Tuesday 5 April 2011

Shedding light on NHS policy

When the Liberal Democrat Spring Conference voted overwhelmingly against Tory-led plans for NHS reform, it seemed to many that this would introduce friction into the workings of the coalition. Now, however, David Cameron has been forced to rein back the ambitious plans following criticism from all sides. When Norman Tebbit and Shirley Williams are both strongly critical of the same policy, and for the same reasons, you know that there's something wrong with it.

Both coalition parties agree on the need for NHS reform, but the Liberal Democrats approach is that patients come first. This means having elected health boards. The Conservative plans involve giving control of 80 percent of the NHS budget to GP consortiums. Now, GPs certainly ought to have a say in how the NHS operates, because they see it at close hand and can be expected to have a good idea of what patients want and need. However, taking doctors who are skilled in the treatment of patients and making them into administrators is perhaps not the best use of resources.

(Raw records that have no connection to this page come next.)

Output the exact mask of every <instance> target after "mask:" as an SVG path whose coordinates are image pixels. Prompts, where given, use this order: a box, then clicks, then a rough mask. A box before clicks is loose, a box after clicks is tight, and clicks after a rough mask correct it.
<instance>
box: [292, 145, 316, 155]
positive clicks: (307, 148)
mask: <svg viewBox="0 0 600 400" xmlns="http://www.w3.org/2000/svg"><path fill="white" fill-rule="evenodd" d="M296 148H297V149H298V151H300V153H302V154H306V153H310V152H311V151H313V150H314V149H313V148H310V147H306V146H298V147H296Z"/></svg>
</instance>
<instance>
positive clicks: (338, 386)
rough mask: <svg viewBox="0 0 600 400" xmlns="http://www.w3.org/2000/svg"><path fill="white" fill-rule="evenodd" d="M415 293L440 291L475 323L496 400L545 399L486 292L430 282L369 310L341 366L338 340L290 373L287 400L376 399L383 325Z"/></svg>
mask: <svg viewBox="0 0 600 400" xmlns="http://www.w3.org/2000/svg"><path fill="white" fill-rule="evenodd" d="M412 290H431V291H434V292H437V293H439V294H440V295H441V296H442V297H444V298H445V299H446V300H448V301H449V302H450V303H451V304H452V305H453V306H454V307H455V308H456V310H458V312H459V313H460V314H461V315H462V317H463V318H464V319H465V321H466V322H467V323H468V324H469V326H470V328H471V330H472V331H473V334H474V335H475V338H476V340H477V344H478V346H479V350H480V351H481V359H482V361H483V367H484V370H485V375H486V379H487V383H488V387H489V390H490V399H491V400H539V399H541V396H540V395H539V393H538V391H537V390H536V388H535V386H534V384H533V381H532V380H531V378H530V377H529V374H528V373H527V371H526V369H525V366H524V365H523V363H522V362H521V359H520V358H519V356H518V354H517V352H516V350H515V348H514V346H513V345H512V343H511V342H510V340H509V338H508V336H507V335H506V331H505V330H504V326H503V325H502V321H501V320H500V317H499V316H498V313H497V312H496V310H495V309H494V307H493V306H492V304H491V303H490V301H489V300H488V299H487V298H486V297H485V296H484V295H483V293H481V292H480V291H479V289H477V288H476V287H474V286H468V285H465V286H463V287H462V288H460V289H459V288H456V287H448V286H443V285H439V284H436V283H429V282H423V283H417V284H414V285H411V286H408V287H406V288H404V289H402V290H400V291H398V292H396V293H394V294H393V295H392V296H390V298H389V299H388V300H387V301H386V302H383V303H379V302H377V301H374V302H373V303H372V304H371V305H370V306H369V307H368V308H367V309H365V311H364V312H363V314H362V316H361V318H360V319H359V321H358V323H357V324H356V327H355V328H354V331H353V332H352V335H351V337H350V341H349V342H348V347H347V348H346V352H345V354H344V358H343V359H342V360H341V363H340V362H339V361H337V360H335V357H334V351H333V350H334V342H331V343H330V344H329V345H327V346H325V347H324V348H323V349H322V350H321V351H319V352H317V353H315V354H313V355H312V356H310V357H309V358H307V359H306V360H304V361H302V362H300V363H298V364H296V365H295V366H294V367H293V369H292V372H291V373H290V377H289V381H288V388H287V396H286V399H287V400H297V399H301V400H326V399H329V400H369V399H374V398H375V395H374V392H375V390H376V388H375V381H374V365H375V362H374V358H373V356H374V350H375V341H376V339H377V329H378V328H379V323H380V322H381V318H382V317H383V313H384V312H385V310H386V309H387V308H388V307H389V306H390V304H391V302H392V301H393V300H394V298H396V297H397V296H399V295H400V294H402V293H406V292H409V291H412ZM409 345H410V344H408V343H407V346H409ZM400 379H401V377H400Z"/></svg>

The other thing is that Liberal Democrats say it is alright for the government to pay for private treatment if for any reason the NHS is unable to provide it on time. We should obviously work to close the gap, so that the same situation doesn't arise again later on, but when lives and health are at stake that's no time to go all ideological. The Conservative-led proposals though would have patients referred for private treatment even if the NHS was fully capable of providing it. It would have had NHS and private contractors competing on a supposedly equal footing - except the NHS doesn't have a vast marketing department dedicated to persuading GPs to use its services.

So, how did we get to this point? These plans weren't in the coalition agreement hammered out after the last general election. They weren't in any manifesto. They probably surprised David Cameron as much as anybody - he is on record as having said repeatedly that the NHS would be safe in his hands, and that there would be "no more pointless and disruptive reorganisations".

The whole thing seems to be the brainchild of Health Secretary Andrew Lansley. And while it seems likely that similar plans would have sped through unopposed in a purely Conservative government, the Liberal Democrats have shed just enough light on them to ensure that even the Conservatives can see the problem with them. That has to be a good thing.